According to output of the BDMCMC algorithm, this function gives us the graphical models with the highest posterior probabilities.

Usage

select.g(output, g = 1)

Arguments

output
a list which is the result of the BDMCMC algorithm from the 'bdmcmc', 'bdmcmc.low', or 'bdmcmc.high' functions.
g
you can select the number of graphical models with highest probabilities (default is 1).

References

Mohammadi, A. and E. C. Wit (2012).
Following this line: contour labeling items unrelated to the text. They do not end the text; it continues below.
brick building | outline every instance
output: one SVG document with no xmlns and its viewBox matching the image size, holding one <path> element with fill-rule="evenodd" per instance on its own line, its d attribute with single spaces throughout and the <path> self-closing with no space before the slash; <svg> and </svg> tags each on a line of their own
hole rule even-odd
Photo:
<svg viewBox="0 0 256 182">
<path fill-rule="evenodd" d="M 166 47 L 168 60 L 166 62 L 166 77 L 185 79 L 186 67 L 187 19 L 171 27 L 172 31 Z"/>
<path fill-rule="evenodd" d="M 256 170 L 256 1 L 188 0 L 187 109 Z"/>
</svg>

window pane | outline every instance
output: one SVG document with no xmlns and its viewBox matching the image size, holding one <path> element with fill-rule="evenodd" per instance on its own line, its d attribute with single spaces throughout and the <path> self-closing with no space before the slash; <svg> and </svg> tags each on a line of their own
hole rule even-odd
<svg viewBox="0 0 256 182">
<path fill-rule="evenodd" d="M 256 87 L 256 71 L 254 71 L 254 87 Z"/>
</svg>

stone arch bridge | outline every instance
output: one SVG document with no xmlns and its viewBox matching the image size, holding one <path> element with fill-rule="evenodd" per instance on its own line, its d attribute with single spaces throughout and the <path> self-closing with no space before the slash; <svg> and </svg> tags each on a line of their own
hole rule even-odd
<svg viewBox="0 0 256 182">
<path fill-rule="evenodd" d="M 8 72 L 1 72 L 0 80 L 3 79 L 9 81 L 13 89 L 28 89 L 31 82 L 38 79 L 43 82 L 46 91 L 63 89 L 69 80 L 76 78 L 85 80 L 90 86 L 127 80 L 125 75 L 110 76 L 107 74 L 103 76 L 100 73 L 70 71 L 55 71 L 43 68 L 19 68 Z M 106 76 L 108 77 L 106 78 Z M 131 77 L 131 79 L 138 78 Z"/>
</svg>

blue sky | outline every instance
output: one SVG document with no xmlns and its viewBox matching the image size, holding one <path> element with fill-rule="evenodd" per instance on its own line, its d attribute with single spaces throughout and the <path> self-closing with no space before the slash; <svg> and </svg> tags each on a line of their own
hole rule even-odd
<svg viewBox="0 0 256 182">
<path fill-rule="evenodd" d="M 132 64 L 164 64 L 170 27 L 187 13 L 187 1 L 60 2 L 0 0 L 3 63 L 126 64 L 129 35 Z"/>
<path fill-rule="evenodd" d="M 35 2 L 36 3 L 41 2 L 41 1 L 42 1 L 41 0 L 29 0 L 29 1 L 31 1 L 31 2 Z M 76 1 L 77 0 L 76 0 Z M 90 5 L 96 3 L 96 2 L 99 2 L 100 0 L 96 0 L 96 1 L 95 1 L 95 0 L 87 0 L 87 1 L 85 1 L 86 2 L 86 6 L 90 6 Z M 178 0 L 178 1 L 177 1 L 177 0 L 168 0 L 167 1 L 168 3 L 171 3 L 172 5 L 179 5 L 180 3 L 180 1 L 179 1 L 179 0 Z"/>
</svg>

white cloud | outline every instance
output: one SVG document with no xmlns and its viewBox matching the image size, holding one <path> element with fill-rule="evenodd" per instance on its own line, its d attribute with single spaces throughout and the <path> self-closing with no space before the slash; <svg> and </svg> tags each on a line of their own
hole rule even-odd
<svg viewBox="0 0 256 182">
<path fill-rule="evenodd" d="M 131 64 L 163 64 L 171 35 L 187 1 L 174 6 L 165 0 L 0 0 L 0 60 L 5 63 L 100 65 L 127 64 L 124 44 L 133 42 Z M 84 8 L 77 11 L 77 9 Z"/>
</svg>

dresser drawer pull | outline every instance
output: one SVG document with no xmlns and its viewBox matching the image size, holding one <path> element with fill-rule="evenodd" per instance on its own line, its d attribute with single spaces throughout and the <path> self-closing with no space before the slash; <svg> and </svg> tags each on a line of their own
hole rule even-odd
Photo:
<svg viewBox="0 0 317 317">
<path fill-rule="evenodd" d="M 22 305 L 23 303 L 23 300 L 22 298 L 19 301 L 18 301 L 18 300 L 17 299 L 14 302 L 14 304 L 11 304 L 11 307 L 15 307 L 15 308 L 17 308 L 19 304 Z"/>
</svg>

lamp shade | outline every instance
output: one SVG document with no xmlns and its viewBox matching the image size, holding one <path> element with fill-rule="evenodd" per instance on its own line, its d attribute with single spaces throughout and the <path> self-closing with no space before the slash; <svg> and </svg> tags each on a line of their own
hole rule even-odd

Gaussian graphical model determination based on birth-death MCMC inference, arXiv:1210.5371v4. http://arxiv.org/abs/1210.5371v4

See Also

bdmcmc and prob.allg

Examples

Run this code
p <- 8 # number of nodes 
  # "truK" is the precision matrix of true graph
  truK <- diag(p)
  for (i in 1:(p-1)) truK[i,i+1] <- truK[i+1,i] <- 0.5
  truK[1,p] <- truK[p,1] <- 0.4
  truK # precision matrix of the true graph
  
  # generate the data (200 observations) from multivariate normal 
  # distribution with mean zero and percision matrix "truK"
  data <- mvrnorm(200, c(rep(0,p)), solve(truK))
  
  output <- bdmcmc(data, meanzero = T, iter = 2000)
  select.g(output)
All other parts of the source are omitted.